December 30, 2020
Great Lakes brown trout and steelhead are among the most beautiful, powerful, finicky, and pressured fish in the Midwest. If you are a local angler, you know that standing shoulder to shoulder with someone casting in the same hole is a norm nowadays. Here in the Midwest, we have had one of the toughest seasons in years. Due to low water from lack of rain, and immense crowds pressuring these fish, many anglers have found little success. Even under these conditions, however, I’ve had great success in locating and catching these fish.
The fish are very wary of their surroundings in the clear water. Even a small step in the water can easily spook an entire group of fish holding in a hole. Being as stealthy as possible gives you an edge over most anglers. Downsizing your tackle is a must. I typically run a 12-pound monofilament mainline with an 8-fluorocarbon leader with a #8 cutting-point hook, but I’ve found greater success with10-pound mainline, 6-pound leader, and #10 cutting-point hooks. This setup makes my bait look as natural as possible when it drifts down the river.

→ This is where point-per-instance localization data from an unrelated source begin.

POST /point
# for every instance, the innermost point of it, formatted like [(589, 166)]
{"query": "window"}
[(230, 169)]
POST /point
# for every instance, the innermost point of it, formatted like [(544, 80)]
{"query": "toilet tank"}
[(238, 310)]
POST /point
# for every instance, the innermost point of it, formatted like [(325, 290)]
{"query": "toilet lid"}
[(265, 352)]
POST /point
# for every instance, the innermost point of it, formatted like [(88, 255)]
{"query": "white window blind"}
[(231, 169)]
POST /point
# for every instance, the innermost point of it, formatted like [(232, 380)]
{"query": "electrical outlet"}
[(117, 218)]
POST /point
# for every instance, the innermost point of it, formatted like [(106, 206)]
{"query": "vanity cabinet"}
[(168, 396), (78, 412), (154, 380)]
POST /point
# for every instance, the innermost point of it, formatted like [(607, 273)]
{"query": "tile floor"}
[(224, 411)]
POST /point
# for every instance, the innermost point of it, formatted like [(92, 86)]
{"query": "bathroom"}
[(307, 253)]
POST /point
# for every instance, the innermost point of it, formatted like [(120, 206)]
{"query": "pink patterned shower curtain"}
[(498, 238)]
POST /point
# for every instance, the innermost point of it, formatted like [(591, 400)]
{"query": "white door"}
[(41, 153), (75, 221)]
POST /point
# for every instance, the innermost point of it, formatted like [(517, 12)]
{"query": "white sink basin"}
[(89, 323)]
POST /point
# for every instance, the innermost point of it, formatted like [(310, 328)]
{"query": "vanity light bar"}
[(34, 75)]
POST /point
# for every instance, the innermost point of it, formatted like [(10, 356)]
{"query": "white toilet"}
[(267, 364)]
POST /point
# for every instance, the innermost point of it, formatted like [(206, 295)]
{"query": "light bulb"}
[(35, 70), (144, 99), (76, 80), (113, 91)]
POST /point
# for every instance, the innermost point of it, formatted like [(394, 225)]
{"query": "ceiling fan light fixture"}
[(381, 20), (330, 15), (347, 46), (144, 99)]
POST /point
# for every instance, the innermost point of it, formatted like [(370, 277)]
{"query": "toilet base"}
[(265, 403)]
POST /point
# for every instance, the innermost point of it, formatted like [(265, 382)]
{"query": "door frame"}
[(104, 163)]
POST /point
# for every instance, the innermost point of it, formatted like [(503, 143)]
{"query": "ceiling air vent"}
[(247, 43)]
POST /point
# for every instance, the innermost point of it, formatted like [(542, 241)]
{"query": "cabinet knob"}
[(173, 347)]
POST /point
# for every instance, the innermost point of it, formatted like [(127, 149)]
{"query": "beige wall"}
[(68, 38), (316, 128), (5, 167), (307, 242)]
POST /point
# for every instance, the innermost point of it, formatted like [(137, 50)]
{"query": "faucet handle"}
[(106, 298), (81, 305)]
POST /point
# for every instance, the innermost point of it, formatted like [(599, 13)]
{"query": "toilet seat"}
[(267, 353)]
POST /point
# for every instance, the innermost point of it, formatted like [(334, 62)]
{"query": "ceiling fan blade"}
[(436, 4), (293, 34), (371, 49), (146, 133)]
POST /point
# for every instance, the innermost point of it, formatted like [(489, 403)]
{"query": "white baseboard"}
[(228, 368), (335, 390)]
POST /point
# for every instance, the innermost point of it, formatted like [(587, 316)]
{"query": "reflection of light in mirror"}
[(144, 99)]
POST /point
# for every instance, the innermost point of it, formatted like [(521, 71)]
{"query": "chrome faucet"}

Using the right rod and reel helps improve bait presentation. I recommend a medium-light rod in the 11- to 13-foot range. A longer rod allows you to keep your line off the water and allows the current to swing your bait forward making it look natural. A medium-light powerallows you to use a lighter line and the rod’s cushion helps prevent the line from breaking when fighting fish. A baitcasting or centerpin reel provides for long smooth drifts without having to falter with your presentation. Great Lakes trout bring a whole new meaning to “standing out from the crowd.” One of the most popular and effective baits for these fish is a spawn bag (salmon/trout eggs tied in colorful netting). Nowadays, you can pick up a dozen spawn bags at almost any tackle shop. In pressured situations, I like to tie dime-sized bag—the smaller the better. Another great way to make your bags stand out is what I like to call “clown bags.” Simply take any colored netting and place pieces of a different colored netting in with the eggs which creates a multi-colored spawn bag—great for clear, murky, and pressured situations. A simple bead can imitate a single trout egg drifting down the river. This is a perfect technique when anglers are mostly using spawn. My favorite beads sizes for situations like these are 6 and 8 mm. I like orange, pink, chartreuse, and yellow beads.
Stepping away from your comfort zone is the best advice I can give when fishing these tributaries. Whether that's exploring new water and getting away from crowds or experimenting with new techniques, not only will it make you a better angler but will help you in understanding how these magnificent fish behave.